La meilleure solution consisterait à combiner plusieurs de ces méthodes comme par exemple le reboisement, la réalisation d'un barrage à décantation et la technique de soutirage.

  • Localisation du barrage de lutte contre l'ensablement

Il faudrait situer le barrage en amont des deux capitales de Brazzaville et Kinshasa, afin de réguler le débit qui circule en aval et des retenir les sédiments dans le bassin du barrage. En effet, ainsi on peut continuer a profiter des nombreux avantages du projet d'Inga comme la proximité aux capitales et la pente naturelle du terrain de 3 cm/km. Pour pouvoir nettoyer les sédiment avec l'effet de chasse sans inonder les villes nous situons le barrage avant la bifurcation. Cette bifurcation nous permet de situer le barrage dans le cours principal ou dans le cours secondaire.

 

> Localisation du barrage

 

  • Situation dans le cours principal

Ce choix n'est pas envisageable à cause de l'importance du débit d'eau (41654 m3/s) et dans le cas ou ça pourrait se construire l'infrastructure serait très couteuse et peu respectueuse de l'environnement (interruption du cours principal).

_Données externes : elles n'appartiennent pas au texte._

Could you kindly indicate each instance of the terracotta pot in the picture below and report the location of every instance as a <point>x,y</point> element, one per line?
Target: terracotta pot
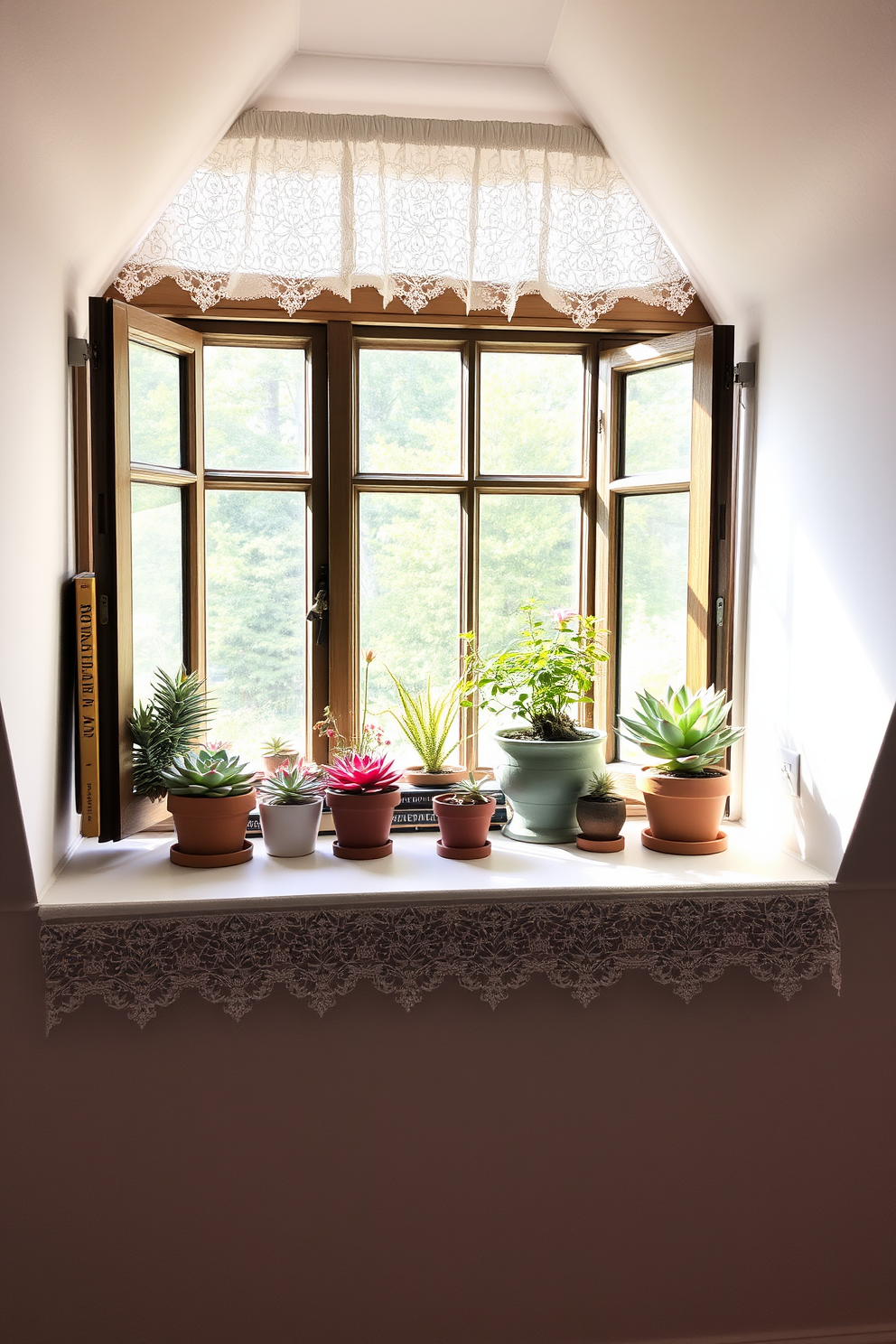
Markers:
<point>463,826</point>
<point>421,779</point>
<point>684,811</point>
<point>361,823</point>
<point>290,828</point>
<point>211,828</point>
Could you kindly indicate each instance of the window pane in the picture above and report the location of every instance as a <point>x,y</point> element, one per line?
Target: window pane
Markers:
<point>154,405</point>
<point>528,550</point>
<point>653,600</point>
<point>410,418</point>
<point>254,409</point>
<point>256,616</point>
<point>532,415</point>
<point>157,583</point>
<point>658,420</point>
<point>410,580</point>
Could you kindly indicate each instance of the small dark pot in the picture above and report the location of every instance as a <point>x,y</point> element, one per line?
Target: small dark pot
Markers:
<point>601,818</point>
<point>361,823</point>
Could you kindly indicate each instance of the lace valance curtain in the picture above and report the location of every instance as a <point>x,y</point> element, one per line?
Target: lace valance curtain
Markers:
<point>293,203</point>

  • Situation dans le cours secondaire (bras gauche)

Cet choix serait plus respectueux de l'environnement car elle permettrait le maintien du cours principal d'eau, la circulation d'espèces dans le cours du fleuve minimisant l'impact à la pêche, activité de grande importance dans le pays et réduirait la surface inondée par le fleuve. Le débit est suffisant pour que les coûts dans ce cas soient ceux d'une grande centrale hydroélectrique et la production d'énergie similaire aux barrages d'Inga (2.400-10.400 Gwh/année).

Un pourrait aussi envisager une canalisation de ce bras pour rejoindre les nombreuses ramifications et faciliter la navigation dans ce bras, bien que ceci serait contradictoire avec notre propos de limiter l'impact dans le fleuve.